Definitely, awareness has increased. Of course, there is a lot of pressure from regulators like the GDPR [the EU General Data Protection Regulation], the California Consumer Privacy Act and so on. Other regulations put a lot of pressures on businesses in order to make sure they protect personally identifiable information and make sure that they have methods in place if that information is compromised.
Ransomware of course has been a growing source of consternation across the industry. The pandemic has made hackers more active. In terms of the impact of the pandemic per se, cyber ranks a little bit behind employment practices liability, MPL and D&O in terms of the impact but definitely there were comments that mention that cybercrime was on the rise.
Health care, in particular as an industry, with more monitoring and other kinds of medicines, will lead to ambiguity between product liability, E&O, cyber and MPL. There's a lot of risk still out there.
Were there any other big takeaways from the survey?

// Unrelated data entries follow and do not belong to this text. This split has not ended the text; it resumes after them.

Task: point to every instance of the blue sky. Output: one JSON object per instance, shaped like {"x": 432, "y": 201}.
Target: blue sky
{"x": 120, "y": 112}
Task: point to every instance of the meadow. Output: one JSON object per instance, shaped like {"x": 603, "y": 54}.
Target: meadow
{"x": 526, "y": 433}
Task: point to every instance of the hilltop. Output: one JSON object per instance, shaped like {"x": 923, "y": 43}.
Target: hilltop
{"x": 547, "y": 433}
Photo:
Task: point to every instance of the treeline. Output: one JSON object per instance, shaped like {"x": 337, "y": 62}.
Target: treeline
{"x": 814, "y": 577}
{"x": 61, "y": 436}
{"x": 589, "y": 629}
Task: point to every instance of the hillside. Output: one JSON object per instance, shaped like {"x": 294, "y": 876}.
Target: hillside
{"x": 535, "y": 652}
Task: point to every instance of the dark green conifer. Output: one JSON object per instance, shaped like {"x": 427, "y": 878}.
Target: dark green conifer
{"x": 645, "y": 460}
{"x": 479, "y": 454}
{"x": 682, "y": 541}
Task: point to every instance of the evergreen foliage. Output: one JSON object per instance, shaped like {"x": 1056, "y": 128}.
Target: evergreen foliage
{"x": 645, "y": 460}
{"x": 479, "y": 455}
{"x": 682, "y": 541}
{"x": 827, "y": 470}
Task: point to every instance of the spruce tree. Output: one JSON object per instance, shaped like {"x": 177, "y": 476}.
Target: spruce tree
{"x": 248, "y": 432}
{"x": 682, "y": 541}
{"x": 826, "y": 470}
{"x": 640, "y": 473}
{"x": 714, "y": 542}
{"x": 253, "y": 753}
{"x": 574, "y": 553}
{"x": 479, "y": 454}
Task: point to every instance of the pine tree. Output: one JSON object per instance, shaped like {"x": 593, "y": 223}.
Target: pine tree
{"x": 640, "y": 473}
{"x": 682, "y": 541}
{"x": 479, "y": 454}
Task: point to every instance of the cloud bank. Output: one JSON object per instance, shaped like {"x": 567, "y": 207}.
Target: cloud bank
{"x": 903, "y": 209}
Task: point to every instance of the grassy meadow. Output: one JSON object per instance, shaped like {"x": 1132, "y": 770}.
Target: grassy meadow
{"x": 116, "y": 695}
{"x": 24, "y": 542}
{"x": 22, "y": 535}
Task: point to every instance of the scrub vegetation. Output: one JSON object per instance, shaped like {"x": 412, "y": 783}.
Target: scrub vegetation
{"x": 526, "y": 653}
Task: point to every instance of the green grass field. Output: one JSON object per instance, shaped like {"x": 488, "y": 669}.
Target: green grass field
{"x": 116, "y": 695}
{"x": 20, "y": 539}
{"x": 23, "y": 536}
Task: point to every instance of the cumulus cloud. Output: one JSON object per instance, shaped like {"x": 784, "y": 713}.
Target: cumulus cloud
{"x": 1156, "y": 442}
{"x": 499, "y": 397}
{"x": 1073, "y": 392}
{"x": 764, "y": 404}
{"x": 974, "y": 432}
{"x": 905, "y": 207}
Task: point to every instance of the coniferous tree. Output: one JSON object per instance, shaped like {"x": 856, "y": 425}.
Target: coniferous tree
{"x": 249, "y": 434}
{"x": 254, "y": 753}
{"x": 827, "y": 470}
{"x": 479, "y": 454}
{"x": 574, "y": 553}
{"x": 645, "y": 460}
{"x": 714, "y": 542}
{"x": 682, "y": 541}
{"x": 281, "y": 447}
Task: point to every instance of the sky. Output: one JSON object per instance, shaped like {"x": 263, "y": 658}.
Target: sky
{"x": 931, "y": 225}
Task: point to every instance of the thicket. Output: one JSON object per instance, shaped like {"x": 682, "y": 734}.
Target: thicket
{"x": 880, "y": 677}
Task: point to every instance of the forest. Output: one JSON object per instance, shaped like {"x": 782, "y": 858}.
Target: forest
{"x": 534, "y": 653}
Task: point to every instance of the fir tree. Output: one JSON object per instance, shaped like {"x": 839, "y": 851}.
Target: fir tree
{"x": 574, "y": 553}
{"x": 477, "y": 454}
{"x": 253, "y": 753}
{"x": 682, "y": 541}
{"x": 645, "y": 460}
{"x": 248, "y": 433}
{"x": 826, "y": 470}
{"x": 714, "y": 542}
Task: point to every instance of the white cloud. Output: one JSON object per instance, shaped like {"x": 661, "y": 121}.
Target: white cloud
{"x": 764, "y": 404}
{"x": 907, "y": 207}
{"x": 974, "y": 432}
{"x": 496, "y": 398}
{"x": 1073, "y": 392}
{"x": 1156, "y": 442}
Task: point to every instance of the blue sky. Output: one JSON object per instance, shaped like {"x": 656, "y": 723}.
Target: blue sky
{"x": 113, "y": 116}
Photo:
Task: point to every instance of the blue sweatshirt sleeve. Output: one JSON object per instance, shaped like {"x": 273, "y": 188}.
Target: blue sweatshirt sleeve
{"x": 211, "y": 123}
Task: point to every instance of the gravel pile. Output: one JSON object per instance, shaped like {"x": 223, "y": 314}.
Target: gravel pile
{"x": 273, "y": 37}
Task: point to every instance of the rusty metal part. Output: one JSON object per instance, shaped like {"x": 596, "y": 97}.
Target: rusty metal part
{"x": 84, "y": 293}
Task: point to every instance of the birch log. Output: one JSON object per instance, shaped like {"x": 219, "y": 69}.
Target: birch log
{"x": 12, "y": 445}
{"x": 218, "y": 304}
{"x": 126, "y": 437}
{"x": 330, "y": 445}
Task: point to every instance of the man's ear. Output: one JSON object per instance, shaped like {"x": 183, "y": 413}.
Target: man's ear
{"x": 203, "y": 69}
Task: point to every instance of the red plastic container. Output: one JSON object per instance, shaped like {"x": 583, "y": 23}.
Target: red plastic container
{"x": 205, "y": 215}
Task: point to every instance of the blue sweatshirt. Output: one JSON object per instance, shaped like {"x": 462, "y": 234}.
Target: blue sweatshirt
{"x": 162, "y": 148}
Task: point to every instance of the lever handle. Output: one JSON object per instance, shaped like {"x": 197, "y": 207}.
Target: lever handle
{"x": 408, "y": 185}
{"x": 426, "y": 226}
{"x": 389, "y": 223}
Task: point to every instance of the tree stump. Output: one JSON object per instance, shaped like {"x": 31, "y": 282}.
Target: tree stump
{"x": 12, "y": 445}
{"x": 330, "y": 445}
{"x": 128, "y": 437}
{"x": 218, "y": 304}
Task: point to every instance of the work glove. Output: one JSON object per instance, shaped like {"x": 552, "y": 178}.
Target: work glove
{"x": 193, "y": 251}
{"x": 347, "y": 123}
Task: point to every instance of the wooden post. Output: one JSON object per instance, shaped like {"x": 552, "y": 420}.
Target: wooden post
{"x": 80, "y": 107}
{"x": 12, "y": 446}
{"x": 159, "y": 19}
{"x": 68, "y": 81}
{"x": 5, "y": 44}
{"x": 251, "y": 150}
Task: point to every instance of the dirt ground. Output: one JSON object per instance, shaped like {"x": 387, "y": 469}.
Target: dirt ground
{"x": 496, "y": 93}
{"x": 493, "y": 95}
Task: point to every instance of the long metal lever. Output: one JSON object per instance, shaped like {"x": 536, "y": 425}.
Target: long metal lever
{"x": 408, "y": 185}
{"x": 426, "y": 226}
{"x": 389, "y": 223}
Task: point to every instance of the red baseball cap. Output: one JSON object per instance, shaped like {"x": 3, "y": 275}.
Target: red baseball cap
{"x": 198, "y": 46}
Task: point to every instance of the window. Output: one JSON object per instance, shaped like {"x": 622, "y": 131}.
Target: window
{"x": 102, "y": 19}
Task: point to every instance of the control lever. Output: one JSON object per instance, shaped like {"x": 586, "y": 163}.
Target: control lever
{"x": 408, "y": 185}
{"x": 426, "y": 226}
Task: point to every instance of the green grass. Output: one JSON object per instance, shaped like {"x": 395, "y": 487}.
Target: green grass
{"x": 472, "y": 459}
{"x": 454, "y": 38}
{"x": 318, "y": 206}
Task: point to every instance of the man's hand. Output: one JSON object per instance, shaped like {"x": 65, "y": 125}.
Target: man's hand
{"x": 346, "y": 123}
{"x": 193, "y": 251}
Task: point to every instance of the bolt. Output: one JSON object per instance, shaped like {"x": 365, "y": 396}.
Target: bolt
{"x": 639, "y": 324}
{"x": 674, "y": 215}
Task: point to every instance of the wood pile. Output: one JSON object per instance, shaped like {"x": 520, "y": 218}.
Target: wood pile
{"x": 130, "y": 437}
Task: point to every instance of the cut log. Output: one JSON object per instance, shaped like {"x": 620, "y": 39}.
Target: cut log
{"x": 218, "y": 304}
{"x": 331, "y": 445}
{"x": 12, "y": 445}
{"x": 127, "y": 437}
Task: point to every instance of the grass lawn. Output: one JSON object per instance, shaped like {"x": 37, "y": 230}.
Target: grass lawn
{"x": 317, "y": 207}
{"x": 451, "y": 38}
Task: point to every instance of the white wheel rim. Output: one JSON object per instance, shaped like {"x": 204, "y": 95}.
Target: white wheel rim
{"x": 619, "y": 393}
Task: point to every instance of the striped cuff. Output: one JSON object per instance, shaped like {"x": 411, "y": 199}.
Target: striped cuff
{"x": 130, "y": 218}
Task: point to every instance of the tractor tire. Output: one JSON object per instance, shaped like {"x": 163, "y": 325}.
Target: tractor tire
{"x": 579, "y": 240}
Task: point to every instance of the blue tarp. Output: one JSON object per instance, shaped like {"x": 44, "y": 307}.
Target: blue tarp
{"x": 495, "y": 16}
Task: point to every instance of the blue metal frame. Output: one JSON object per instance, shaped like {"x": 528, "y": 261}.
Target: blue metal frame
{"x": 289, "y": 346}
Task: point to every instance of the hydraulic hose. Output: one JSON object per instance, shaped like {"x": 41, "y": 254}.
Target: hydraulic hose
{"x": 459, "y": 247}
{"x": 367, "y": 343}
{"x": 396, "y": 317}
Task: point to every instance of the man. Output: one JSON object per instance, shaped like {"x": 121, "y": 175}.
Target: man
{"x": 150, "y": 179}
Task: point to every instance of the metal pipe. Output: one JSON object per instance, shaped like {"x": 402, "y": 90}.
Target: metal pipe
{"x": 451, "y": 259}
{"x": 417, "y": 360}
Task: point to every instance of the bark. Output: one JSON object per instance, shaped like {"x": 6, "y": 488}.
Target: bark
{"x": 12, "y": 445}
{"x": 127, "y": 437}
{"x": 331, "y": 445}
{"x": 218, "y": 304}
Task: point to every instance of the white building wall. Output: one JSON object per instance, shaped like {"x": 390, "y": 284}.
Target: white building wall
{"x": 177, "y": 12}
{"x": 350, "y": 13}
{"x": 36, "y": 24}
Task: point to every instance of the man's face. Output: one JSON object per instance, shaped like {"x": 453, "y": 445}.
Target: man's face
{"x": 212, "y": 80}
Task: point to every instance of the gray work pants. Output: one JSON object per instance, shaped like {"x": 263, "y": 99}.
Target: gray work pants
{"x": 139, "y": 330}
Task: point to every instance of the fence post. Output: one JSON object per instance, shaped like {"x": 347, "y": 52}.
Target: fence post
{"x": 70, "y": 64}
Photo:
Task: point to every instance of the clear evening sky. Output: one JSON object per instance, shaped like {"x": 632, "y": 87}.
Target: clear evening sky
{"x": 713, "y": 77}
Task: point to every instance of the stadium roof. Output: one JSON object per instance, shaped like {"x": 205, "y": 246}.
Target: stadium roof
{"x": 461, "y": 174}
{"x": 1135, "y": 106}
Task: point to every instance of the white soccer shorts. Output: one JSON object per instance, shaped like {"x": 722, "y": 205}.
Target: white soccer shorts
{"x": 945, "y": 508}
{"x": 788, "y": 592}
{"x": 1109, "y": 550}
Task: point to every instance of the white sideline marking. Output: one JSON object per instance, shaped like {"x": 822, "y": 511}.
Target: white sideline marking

Manyem: The other line that we really didn't talk about that much was EPL, employment practices liability. It looks like they have had to field a higher frequency of claims due to the pandemic because there have been millions of workers who have been furloughed or had their salaries renegotiated or have work-from-home arrangements at play.
These definitely are creating a lot of uncertainty in the EPL line because of all these issues. Separate from the pandemic, I think there are a lot of others. David mentioned the #MeToo movement. There's increasing awareness of racial injustice and the federal Equal Pay Act that bars discrimination between men and women in terms of pay.
All these issues are definitely rising to the fore and creating more litigation and pressure on EPL insurers.